Nansi Lake has been seriously influenced by long-term intensive industrial and human activities. Hg concentration ranged from 0.017 to 0.097 mg kg−1, the average value of Hg was 3.1 times higher than its background value. The THg concentration was positively correlated obviously to the content of TOC (r = 0.736, p = 0.01), but negatively correlated with pH (r = −0.671, p = 0.01) and SiO2 (r = −0.677, p = 0.01) in sediments. In addition, the predominant chemical fraction of Hg in sediments was the residual fraction.
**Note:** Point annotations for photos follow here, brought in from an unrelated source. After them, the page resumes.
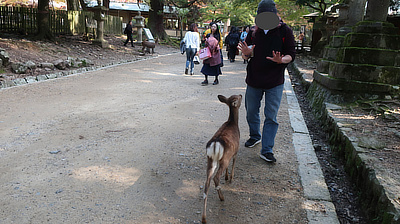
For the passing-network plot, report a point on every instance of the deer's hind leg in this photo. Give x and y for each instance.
(223, 165)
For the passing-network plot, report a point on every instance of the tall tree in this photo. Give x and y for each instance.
(156, 19)
(43, 22)
(72, 5)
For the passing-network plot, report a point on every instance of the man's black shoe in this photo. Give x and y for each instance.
(252, 142)
(269, 157)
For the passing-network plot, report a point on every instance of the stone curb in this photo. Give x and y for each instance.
(39, 78)
(380, 199)
(318, 204)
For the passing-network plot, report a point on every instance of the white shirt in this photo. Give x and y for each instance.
(192, 39)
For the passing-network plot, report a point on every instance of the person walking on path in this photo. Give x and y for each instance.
(192, 42)
(212, 66)
(128, 31)
(271, 48)
(215, 32)
(243, 36)
(232, 39)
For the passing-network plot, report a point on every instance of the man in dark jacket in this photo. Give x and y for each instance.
(271, 47)
(128, 32)
(232, 40)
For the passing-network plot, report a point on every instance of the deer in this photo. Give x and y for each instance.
(223, 147)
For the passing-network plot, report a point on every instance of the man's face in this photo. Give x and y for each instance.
(213, 28)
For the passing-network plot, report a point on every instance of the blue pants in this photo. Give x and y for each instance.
(272, 102)
(190, 53)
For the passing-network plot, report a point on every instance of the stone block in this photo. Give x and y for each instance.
(19, 82)
(336, 41)
(7, 83)
(323, 66)
(330, 53)
(377, 40)
(30, 79)
(41, 77)
(51, 76)
(18, 67)
(47, 65)
(354, 55)
(375, 27)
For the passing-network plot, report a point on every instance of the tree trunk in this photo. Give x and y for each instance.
(377, 10)
(156, 19)
(43, 22)
(72, 5)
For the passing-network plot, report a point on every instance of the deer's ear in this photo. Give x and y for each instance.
(222, 98)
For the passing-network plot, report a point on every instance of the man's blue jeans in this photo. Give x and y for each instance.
(272, 102)
(190, 53)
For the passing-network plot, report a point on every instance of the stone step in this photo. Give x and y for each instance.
(365, 73)
(370, 56)
(366, 40)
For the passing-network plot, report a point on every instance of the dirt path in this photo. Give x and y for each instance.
(126, 144)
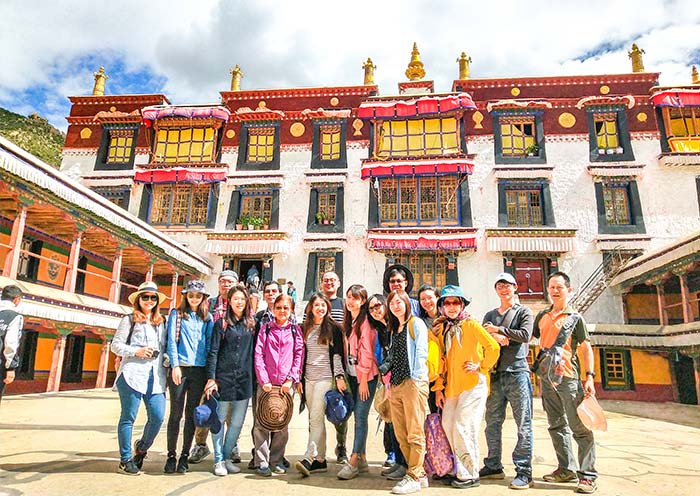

The proportion of bioavailable Hg was relatively weak, while it also can pose direct risks to surrounding environment. Based on the resulted of the enrichment (EF) and geo-accumulation index (I geo), the Hg concentrations in Nansi Lake have reached or been close to the moderate pollution by EF method, but by the Risk assessment code (RAC), Hg in sediment of Nansi Lake may have low eco-risk.